5キロの服にも対応 壊れない「段ボールハンガー」が実現するまで
ハンガーや衣服カバーでプラスチック製品を使うクリーニング業界。その量を減らし温室効果ガスの排出を削減しようと、福岡では段ボール製の衣類ハンガーが開発された。
手掛けたのは、リネンサービスを提供するアルサ(福岡市)と大国段ボール工業(福岡県行橋市)。県リサイクル総合研究事業化センターが仲介した。
クリーニング工場の仕上げ工程で、服はハンガーにつるされレールを移動して包装される。その際、フック部分には常に荷重がかかるため壊れやすい。
そこでフック部分を段ボール2枚重ねで強化しボディー部分と分離した。組み合わせて使う構造にしたことで、フック部分が劣化しても交換すればボディー部分を再利用できる。2022年、工場で使うものとしては業界初の段ボール製ワイシャツ用ハンガー(縦22センチ、横26・7センチ、厚さ3ミリ)が生まれた。
さらに、重量のあるコートやスカートなどを想定し重さ2キロまで耐えられる「カードボード(英語で段ボール)ハンガー」(縦26センチ、横38センチ、厚さ3ミリ)を2年がかりで完成させた。スカートを挟むクリップも段ボール。フック部分は段ボールの目を縦横互い違いに重ね、強度を高めた。

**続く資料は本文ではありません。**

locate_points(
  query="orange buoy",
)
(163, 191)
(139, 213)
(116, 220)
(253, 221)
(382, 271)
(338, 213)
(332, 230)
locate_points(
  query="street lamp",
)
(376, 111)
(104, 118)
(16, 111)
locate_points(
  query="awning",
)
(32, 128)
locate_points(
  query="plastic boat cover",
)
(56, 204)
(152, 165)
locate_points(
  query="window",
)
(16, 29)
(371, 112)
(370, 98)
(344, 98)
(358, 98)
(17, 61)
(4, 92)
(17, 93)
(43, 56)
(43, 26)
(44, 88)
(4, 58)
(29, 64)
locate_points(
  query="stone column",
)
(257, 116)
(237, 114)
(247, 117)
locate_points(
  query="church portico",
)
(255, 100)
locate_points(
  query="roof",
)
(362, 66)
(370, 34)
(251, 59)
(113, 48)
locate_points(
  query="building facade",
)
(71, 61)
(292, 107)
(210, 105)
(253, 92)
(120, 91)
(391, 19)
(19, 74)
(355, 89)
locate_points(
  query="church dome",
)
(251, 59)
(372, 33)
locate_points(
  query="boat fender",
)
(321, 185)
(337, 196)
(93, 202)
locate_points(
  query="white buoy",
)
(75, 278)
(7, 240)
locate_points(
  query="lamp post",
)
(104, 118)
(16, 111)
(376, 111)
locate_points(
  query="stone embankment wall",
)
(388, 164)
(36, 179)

国内では、22年に使い捨てプラ削減を目的に「プラスチック資源循環促進法」が施行された。業界全体で年間約8000トン近くのプラ製ハンガーを使用してきたが、アルサが運営するクリーニング店では、段ボール製の導入でプラ使用量を年間計約1・5トン削減した。段ボール製は店で客から回収して工場で再利用し、劣化すればリサイクル。回収率は現在約5割という。
7月からは重さ5キロまで対応するハンガーも実用化。アルサ執行役員の毛利明光さん(47)は「全部を段ボール製ハンガーにしたい考えで取り組んでいる。環境負荷を軽減するきっかけになればうれしい」と話した。【井上和也】
◇カードボードハンガー
アルサが運営する自然派クリーニング「そらいろクリーニングファクトリー」で使用。2022年にワイシャツ用で福岡デザインアワードの銀賞、24年にスーツやスカートなどの荷重にも対応するハンガーで金賞。23、24年度にグッドデザイン賞も受賞した。アルサ(092・263・7222)。